Aaron Carter se defiende de las acusaciones de drogadicción

Este fin de semana, el antiguo ídolo juvenil Aaron Carter era arrestado en la localidad de Cornelia, Georgia, junto a su novia Madison Parker acusado de conducir bajo la influencia del alcohol y posesión de marihuana. Aunque horas después la pareja era puesta en libertad bajo fianza, el amargo incidente no terminaba aquí para el cantante, ya que tras salir de comisaría se enfrentó a un juicio público en la esfera virtual, donde se le acusó de ser adicto a todo tipo de drogas basándose en el aspecto supuestamente desmejorado y extremadamente delgado que lucía en la fotografía de su ficha policial.

Haciendo gala de la honestidad con la que suele pronunciarse en su perfil de Twitter, el artista echó mano una vez más de esta plataforma para acallar cualquier especulación al respecto, criticando duramente a aquellos internautas que se escudan en el anonimato para lanzar graves acusaciones sin ningún fundamento.

“NO toleraré que se digan más mentiras sobre mí y se me acuse de consumir drogas como la metanfetamina, la heroína y el crack. ¡No es para nada divertido! Todos esos que se burlan de mi cuerpo deben parar, ¡ya! Me fascina ver cómo muchos de los que os escondéis escribiendo detrás de una pantalla no os atreveríais a decírmelo a la cara. Pongo punto y final a esto constatando que hay muchísimos abusones por aquí y que las burlas hacia el cuerpo de los hombres es algo que existe”, escribió este lunes en una serie de tuits, en la misma línea que lo hacía meses atrás, cuando confesó padecer una hernia de hiato desde los 19 años, una condición que le afecta su sistema digestivo y que en consecuencia le impide engordar con facilidad.

Además de tener que lidiar con los rumores de su supuestos problemas de adicción, el cantante también se encontró con un mensaje público de su hermano mayor, el famoso Nick Carter de los Backstreet Boys, que no le hizo ninguna gracia. En él, el antiguo componente de la boyband de los 90 le ofrecía su apoyo en un momento tan complicado, a pesar de los problemas familiares que les han enfrentado en los últimos años, un gesto que Aaron no agradeció lo más mínimo al considerar que se trataba únicamente de una maniobra publicitaria en beneficio de su imagen.

“Si mi propia sangre se preocupase realmente por mi bienestar, ¿por qué no me llama directamente para tener una conversación en lugar de hacerlo a través de un foro público y conseguir que toda la atención se centre en él?

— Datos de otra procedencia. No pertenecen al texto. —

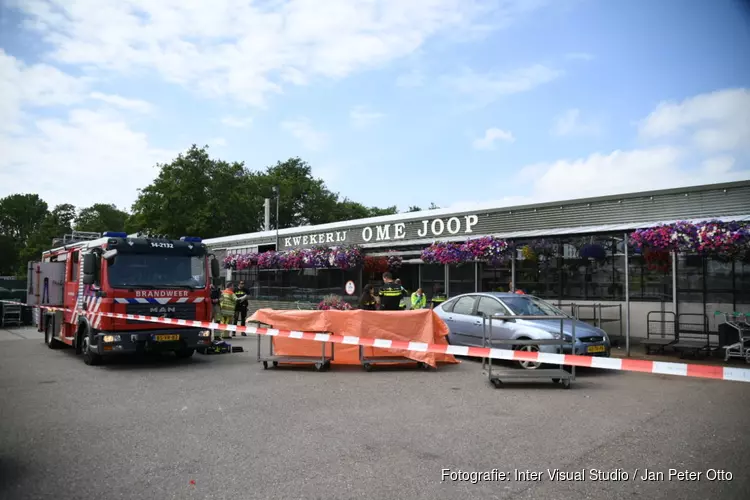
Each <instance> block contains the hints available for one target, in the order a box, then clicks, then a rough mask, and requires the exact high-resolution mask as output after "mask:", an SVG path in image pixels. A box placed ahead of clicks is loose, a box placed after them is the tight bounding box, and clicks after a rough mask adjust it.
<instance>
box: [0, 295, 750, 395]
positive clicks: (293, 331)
mask: <svg viewBox="0 0 750 500" xmlns="http://www.w3.org/2000/svg"><path fill="white" fill-rule="evenodd" d="M0 302H7V303H10V304H18V305H23V306H27V307H38V308H41V309H48V310H53V311H69V309H63V308H60V307H48V306H28V305H27V304H23V303H21V302H12V301H4V300H3V301H0ZM78 314H81V315H85V316H89V317H95V316H102V317H107V318H117V319H129V320H137V321H144V322H149V323H161V324H165V325H177V326H190V327H197V328H206V329H210V330H228V331H237V332H246V333H254V334H257V335H268V336H270V337H288V338H292V339H302V340H314V341H316V342H331V343H334V344H348V345H361V346H365V347H378V348H383V349H395V350H403V351H414V352H431V353H435V354H452V355H455V356H467V357H471V358H489V359H504V360H509V361H532V362H534V361H536V362H540V363H548V364H552V365H567V366H582V367H590V368H602V369H605V370H620V371H627V372H641V373H655V374H661V375H678V376H682V377H696V378H709V379H715V380H730V381H735V382H750V369H748V368H733V367H726V366H711V365H696V364H687V363H670V362H663V361H648V360H639V359H620V358H602V357H596V356H581V355H575V354H552V353H546V352H528V351H513V350H509V349H495V348H486V347H466V346H454V345H443V344H427V343H424V342H407V341H400V340H387V339H373V338H367V337H353V336H348V335H331V334H327V333H312V332H300V331H295V330H278V329H275V328H261V327H256V326H239V325H224V324H221V323H213V322H205V321H193V320H186V319H173V318H157V317H154V316H142V315H140V314H120V313H107V312H101V311H99V312H88V311H79V312H78Z"/></svg>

Usarme para sus relaciones públicas y hundirme aún más cuando estoy en lo más bajo no está bien. A pesar de todo esto, amo a mi familia en las buenas y en las malas”, aseveraba el artista de 29 años a través de un comunicado, al que Nick respondió indirectamente vía Twitter compartiendo un tuit de su esposa que daba a entender que ni ella ni su marido tenían en su poder el nuevo número de teléfono de Aaron.

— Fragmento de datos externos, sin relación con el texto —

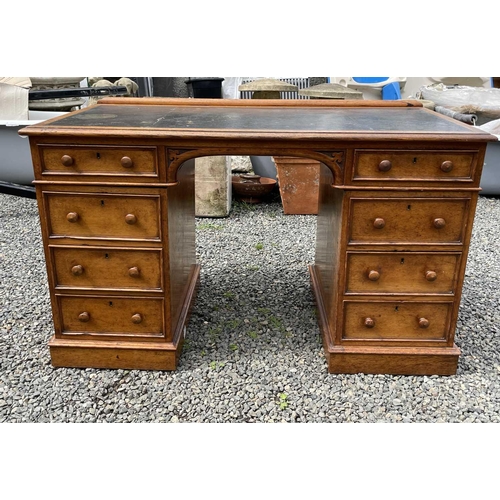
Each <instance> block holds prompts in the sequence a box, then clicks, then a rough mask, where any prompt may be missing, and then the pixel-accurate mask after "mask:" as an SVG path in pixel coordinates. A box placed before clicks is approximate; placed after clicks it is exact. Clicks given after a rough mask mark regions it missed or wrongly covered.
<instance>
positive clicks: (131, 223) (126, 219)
mask: <svg viewBox="0 0 500 500" xmlns="http://www.w3.org/2000/svg"><path fill="white" fill-rule="evenodd" d="M125 222H126V223H127V224H135V223H136V222H137V217H136V216H135V215H134V214H127V215H126V216H125Z"/></svg>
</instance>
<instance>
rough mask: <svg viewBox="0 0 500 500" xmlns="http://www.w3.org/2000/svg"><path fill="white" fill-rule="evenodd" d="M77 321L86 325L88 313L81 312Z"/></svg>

Por su parte, el protagonista de toda esta historia ha afirmado a través de su representante legal que fue víctima de violencia policial en el momento de su arresto, asegurando que cuando los agentes le detuvieron -haciendo según él gala de un uso excesivo de la fuerza- ni siquiera se encontraba en el interior de su vehículo, sino en una tienda de reparaciones tratando de conseguir que le cambiaran un neumático.